Nothing escapes inflation. For this reason, the Russian economist Alexander Abramov decided to make gummy bears his particular thermometer to analyze an evolution of prices in Russia that has little to do with the forecasts proposed for this year.
The ‘Abramov index’ not only compiles the prices of these sweets (imported, to capture the effect of the exchange rate) but also has 11 other products common to household purchases (bread, milk, chicken …) that They have allowed him to take a complete picture – not scientific – of the changes to the rise in prices.
According to the reports that Abramov has been sharing through the social network Facebook (always a few days ahead of official publications), inflation in November is far from the 8.4% transferred by Russia ; the economist’s calculations suggest that prices climbed last month to 26.1%, a new high.
Despite the lack of statistical rigor in this method, Abramov has attracted the interest of specialists looking to find out where price growth is heading, now in a maximum of six years. “It is a good clue of what is happening because of its simplicity and reflects the real situation better than after the authorities established an average and smoothed it out,” Oleg Vyugin, a former senior central bank official and follower of the index , told Bloomberg. Abramov’s regular reader.

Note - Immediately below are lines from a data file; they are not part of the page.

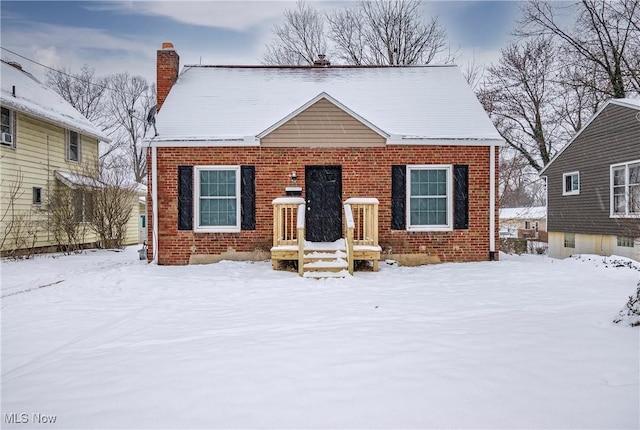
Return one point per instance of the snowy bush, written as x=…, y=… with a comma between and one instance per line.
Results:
x=630, y=314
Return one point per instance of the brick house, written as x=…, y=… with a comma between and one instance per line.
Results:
x=262, y=161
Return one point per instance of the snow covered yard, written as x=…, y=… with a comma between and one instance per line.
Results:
x=526, y=342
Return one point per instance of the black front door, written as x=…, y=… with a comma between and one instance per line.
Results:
x=324, y=203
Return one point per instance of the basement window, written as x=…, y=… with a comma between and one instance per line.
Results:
x=626, y=242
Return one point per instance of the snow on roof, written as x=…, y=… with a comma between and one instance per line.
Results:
x=35, y=99
x=631, y=102
x=533, y=212
x=426, y=102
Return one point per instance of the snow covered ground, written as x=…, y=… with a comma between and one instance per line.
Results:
x=112, y=342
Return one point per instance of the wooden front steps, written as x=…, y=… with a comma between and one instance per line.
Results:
x=325, y=260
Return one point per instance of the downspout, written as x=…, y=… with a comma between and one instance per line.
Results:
x=154, y=197
x=492, y=203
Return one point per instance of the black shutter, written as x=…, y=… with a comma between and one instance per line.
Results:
x=185, y=197
x=248, y=197
x=461, y=196
x=398, y=197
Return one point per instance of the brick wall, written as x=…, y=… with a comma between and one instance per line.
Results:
x=366, y=172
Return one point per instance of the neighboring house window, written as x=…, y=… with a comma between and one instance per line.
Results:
x=569, y=240
x=217, y=198
x=74, y=146
x=37, y=195
x=83, y=206
x=571, y=183
x=625, y=241
x=625, y=189
x=7, y=128
x=429, y=198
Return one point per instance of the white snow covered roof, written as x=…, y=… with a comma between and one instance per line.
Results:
x=35, y=99
x=533, y=212
x=406, y=103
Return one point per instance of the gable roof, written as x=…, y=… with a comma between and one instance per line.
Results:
x=35, y=99
x=626, y=102
x=236, y=102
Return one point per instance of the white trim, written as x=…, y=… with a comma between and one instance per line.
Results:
x=202, y=142
x=196, y=201
x=396, y=139
x=627, y=214
x=449, y=198
x=619, y=102
x=492, y=199
x=564, y=183
x=154, y=198
x=314, y=100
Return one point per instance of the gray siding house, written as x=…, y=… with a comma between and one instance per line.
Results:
x=593, y=186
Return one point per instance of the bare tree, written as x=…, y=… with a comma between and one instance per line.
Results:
x=372, y=33
x=84, y=91
x=605, y=34
x=518, y=95
x=113, y=195
x=128, y=107
x=346, y=31
x=396, y=34
x=300, y=39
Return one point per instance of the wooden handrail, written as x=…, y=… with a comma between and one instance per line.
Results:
x=285, y=220
x=365, y=219
x=350, y=224
x=300, y=224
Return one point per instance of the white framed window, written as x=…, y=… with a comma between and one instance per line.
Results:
x=74, y=146
x=7, y=128
x=429, y=198
x=571, y=183
x=83, y=206
x=569, y=240
x=37, y=195
x=625, y=189
x=217, y=199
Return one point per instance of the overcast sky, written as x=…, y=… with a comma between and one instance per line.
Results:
x=124, y=35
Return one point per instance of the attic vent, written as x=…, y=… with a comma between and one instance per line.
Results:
x=15, y=64
x=321, y=61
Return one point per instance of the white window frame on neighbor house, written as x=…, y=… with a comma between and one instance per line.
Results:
x=8, y=125
x=627, y=191
x=448, y=198
x=573, y=191
x=68, y=137
x=197, y=200
x=569, y=240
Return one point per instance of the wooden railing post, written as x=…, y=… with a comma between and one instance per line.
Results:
x=300, y=236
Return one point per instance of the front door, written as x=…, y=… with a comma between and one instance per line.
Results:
x=324, y=203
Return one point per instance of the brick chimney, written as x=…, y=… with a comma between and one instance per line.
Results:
x=167, y=69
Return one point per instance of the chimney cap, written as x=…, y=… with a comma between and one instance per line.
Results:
x=321, y=61
x=15, y=64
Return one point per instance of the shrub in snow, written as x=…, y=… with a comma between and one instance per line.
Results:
x=630, y=314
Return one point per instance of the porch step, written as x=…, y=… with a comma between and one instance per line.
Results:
x=325, y=259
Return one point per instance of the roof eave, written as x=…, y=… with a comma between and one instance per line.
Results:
x=85, y=131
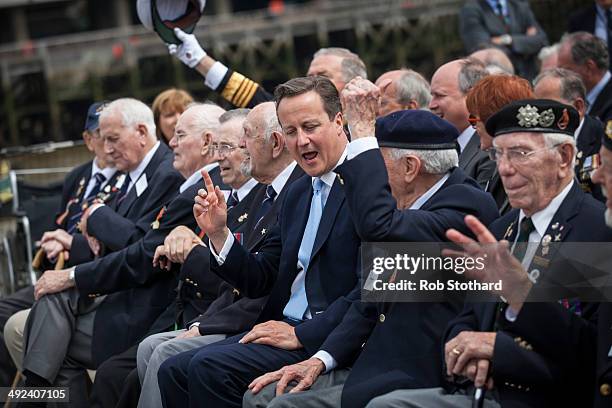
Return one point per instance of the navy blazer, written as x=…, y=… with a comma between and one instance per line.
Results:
x=233, y=313
x=138, y=293
x=526, y=369
x=333, y=269
x=134, y=214
x=401, y=341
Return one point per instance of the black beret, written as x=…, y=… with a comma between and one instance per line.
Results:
x=607, y=136
x=415, y=129
x=534, y=115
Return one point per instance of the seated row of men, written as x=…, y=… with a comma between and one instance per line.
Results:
x=270, y=295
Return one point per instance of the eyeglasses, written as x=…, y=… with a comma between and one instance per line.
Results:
x=473, y=120
x=223, y=149
x=516, y=154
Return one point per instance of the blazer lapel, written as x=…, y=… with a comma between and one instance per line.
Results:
x=332, y=206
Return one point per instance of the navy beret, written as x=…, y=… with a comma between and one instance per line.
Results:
x=93, y=114
x=415, y=129
x=534, y=115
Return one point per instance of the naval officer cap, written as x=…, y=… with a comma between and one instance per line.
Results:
x=536, y=116
x=416, y=130
x=163, y=16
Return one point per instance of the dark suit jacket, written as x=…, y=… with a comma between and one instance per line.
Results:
x=401, y=350
x=524, y=357
x=231, y=312
x=198, y=288
x=133, y=216
x=333, y=270
x=589, y=142
x=583, y=20
x=478, y=23
x=476, y=164
x=137, y=292
x=602, y=107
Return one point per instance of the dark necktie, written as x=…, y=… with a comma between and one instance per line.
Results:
x=520, y=248
x=499, y=10
x=123, y=191
x=609, y=33
x=266, y=204
x=232, y=200
x=74, y=219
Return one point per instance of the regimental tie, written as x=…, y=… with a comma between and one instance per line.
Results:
x=266, y=204
x=298, y=302
x=520, y=249
x=73, y=221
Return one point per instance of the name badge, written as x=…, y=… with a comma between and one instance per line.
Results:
x=141, y=185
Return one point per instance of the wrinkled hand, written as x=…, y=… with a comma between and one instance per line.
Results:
x=305, y=373
x=477, y=372
x=499, y=264
x=193, y=332
x=53, y=248
x=210, y=212
x=189, y=52
x=467, y=346
x=360, y=101
x=52, y=282
x=179, y=243
x=273, y=333
x=59, y=235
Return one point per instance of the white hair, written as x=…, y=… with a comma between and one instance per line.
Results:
x=434, y=161
x=133, y=112
x=555, y=139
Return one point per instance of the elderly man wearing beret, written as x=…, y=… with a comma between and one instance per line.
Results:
x=414, y=192
x=534, y=149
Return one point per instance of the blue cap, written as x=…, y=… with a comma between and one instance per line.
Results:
x=415, y=129
x=93, y=113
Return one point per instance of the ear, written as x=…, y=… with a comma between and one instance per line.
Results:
x=411, y=167
x=567, y=152
x=413, y=105
x=142, y=133
x=580, y=105
x=278, y=144
x=88, y=140
x=206, y=142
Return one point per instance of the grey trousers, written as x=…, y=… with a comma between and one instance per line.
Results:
x=156, y=349
x=326, y=392
x=57, y=341
x=426, y=398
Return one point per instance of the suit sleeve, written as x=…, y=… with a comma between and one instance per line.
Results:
x=132, y=266
x=241, y=91
x=524, y=44
x=104, y=223
x=473, y=31
x=377, y=218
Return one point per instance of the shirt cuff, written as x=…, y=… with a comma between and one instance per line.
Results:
x=220, y=257
x=356, y=147
x=511, y=315
x=215, y=75
x=327, y=359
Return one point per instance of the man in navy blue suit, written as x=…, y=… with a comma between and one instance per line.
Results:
x=308, y=263
x=415, y=191
x=534, y=150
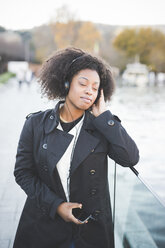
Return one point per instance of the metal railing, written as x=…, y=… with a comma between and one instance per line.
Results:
x=138, y=212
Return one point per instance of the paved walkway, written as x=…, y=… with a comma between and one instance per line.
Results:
x=15, y=104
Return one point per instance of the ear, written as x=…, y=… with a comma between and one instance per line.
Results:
x=98, y=95
x=67, y=87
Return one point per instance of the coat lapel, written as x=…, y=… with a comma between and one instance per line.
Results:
x=58, y=141
x=86, y=144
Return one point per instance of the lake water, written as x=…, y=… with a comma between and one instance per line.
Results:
x=142, y=111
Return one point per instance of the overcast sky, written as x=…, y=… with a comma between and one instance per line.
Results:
x=21, y=14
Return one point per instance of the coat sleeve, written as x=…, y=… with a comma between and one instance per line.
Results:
x=26, y=174
x=122, y=148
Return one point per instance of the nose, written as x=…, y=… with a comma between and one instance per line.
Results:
x=88, y=90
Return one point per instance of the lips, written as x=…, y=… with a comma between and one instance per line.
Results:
x=86, y=99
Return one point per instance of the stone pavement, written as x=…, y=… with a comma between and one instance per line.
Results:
x=15, y=104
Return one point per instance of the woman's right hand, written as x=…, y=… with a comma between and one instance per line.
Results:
x=65, y=211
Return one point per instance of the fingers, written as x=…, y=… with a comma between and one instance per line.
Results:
x=76, y=205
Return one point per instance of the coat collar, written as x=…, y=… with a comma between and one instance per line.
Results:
x=52, y=119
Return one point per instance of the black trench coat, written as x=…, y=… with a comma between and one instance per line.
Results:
x=40, y=147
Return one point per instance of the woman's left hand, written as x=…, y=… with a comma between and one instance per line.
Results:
x=100, y=107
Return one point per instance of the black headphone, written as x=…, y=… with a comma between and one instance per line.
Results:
x=67, y=83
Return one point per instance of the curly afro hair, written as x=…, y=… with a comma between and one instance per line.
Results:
x=64, y=64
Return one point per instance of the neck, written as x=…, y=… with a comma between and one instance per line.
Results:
x=70, y=113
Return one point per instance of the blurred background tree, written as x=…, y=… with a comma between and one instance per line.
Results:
x=118, y=45
x=147, y=43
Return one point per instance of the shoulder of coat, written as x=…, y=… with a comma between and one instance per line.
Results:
x=31, y=114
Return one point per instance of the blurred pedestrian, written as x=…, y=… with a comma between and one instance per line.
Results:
x=20, y=77
x=61, y=161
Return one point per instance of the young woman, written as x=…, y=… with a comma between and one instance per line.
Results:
x=61, y=161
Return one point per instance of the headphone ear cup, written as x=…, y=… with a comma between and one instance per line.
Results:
x=67, y=86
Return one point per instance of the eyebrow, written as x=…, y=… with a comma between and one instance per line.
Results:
x=88, y=79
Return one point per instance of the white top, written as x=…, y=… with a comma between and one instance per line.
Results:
x=63, y=165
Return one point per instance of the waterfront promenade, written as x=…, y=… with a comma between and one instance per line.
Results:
x=15, y=104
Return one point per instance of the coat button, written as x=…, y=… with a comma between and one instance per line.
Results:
x=93, y=191
x=44, y=146
x=92, y=172
x=111, y=123
x=45, y=168
x=96, y=213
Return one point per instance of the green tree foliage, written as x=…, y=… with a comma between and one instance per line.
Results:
x=148, y=43
x=70, y=32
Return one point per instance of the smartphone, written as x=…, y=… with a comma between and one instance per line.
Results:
x=81, y=215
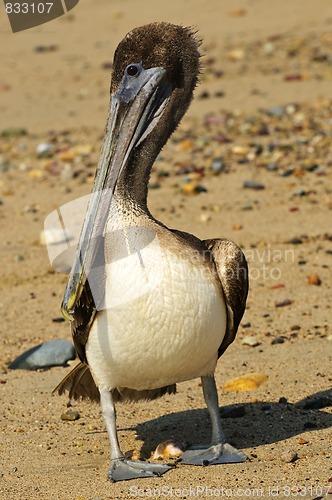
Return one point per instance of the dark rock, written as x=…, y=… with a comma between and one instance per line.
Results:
x=70, y=415
x=278, y=340
x=52, y=353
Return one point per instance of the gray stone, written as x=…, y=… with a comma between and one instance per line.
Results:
x=52, y=353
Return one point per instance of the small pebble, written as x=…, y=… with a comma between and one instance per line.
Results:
x=278, y=340
x=252, y=341
x=54, y=236
x=283, y=303
x=295, y=241
x=53, y=353
x=233, y=411
x=248, y=382
x=318, y=403
x=168, y=449
x=70, y=415
x=44, y=149
x=218, y=165
x=309, y=425
x=134, y=455
x=289, y=456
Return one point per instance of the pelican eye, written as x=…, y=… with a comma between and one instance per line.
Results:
x=133, y=69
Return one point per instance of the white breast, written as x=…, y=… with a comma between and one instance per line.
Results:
x=164, y=316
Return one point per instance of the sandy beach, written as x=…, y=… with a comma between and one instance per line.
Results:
x=251, y=161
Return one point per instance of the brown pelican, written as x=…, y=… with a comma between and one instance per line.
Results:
x=149, y=306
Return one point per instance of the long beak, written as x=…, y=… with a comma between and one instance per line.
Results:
x=135, y=108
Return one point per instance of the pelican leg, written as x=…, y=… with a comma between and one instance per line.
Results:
x=219, y=452
x=122, y=469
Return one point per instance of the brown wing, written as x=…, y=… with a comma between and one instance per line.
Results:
x=232, y=270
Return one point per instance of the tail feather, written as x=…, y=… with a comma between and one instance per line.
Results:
x=80, y=385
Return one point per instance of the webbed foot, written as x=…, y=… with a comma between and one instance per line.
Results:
x=122, y=469
x=215, y=454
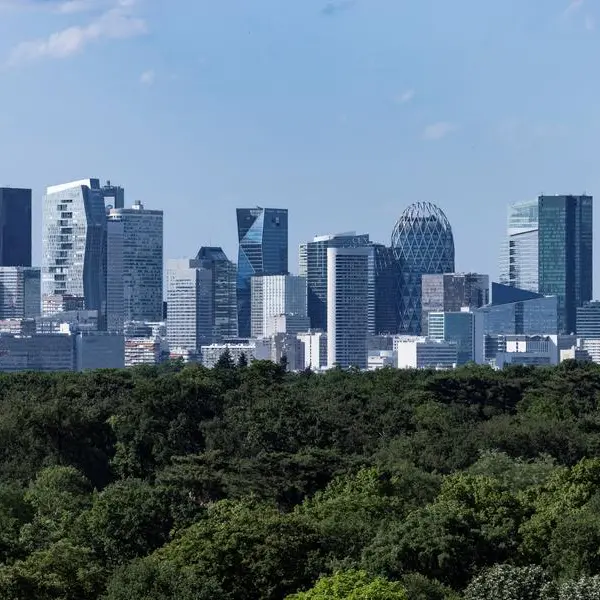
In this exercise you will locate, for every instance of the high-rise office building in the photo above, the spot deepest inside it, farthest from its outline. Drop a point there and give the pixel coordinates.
(15, 227)
(348, 293)
(315, 266)
(588, 320)
(519, 260)
(457, 327)
(115, 287)
(423, 242)
(142, 248)
(20, 292)
(565, 254)
(189, 296)
(274, 295)
(263, 250)
(224, 291)
(74, 244)
(451, 292)
(387, 289)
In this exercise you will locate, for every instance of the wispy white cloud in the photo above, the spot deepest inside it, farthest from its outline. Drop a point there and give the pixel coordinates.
(405, 97)
(590, 23)
(118, 22)
(148, 77)
(439, 130)
(574, 6)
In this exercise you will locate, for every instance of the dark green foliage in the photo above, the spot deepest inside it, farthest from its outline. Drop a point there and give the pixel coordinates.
(248, 482)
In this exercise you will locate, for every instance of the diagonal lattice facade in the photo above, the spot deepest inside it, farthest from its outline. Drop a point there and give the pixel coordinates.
(423, 244)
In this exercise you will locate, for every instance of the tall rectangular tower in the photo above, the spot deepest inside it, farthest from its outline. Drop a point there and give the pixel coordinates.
(15, 227)
(142, 261)
(189, 297)
(274, 295)
(314, 265)
(348, 293)
(263, 250)
(19, 292)
(74, 243)
(519, 262)
(565, 254)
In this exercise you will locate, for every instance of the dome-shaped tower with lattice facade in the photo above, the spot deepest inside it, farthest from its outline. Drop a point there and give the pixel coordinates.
(423, 244)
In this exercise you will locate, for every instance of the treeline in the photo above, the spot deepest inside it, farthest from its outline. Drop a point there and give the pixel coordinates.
(247, 482)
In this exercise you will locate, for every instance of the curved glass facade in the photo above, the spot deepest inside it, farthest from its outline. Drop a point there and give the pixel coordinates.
(263, 250)
(73, 242)
(423, 243)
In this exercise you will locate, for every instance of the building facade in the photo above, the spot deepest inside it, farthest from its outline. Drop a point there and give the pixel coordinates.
(274, 295)
(451, 292)
(519, 261)
(313, 263)
(588, 320)
(73, 243)
(419, 352)
(565, 254)
(388, 281)
(224, 292)
(189, 296)
(263, 250)
(15, 227)
(20, 292)
(459, 328)
(423, 242)
(142, 262)
(315, 349)
(348, 292)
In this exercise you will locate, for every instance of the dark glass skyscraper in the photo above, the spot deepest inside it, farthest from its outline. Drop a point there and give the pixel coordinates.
(387, 289)
(223, 296)
(15, 227)
(263, 250)
(315, 271)
(565, 254)
(423, 242)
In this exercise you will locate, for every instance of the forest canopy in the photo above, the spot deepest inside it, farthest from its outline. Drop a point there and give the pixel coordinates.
(245, 482)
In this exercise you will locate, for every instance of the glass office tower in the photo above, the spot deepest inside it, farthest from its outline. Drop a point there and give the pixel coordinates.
(348, 292)
(142, 247)
(15, 227)
(519, 263)
(451, 292)
(73, 243)
(565, 254)
(423, 242)
(313, 265)
(223, 293)
(263, 250)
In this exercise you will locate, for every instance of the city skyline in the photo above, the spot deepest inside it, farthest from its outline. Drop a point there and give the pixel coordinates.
(404, 109)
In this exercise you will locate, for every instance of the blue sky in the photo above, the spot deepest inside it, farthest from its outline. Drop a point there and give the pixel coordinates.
(344, 112)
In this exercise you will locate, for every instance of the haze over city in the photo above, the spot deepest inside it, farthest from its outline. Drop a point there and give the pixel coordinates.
(343, 112)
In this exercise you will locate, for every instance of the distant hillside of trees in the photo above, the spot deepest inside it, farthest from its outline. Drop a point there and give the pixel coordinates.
(249, 483)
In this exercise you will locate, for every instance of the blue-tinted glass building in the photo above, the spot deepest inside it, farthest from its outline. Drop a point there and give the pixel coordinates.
(457, 327)
(516, 312)
(313, 265)
(223, 291)
(588, 320)
(520, 256)
(387, 289)
(565, 254)
(263, 250)
(423, 243)
(15, 227)
(74, 243)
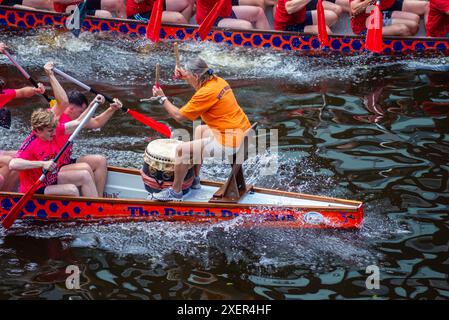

Where does this index come from?
Abramov, a financial markets specialist at the Russian National Economics University, started the index in 2015 as a school project with his daughter but it was last year that the indicator gave its first major warning of a price rebound after the central bank will begin to cut interest rates.
The success of his method , all aware of the lack of statistical rigor, is due to two factors: that he is recognized and esteemed as a teacher and that Russian citizens are very skeptical of the figures provided by the central bank, so they do not understand how far-fetched that inflation could be much higher than that reported. Even 18 points more, as Abramov indicates.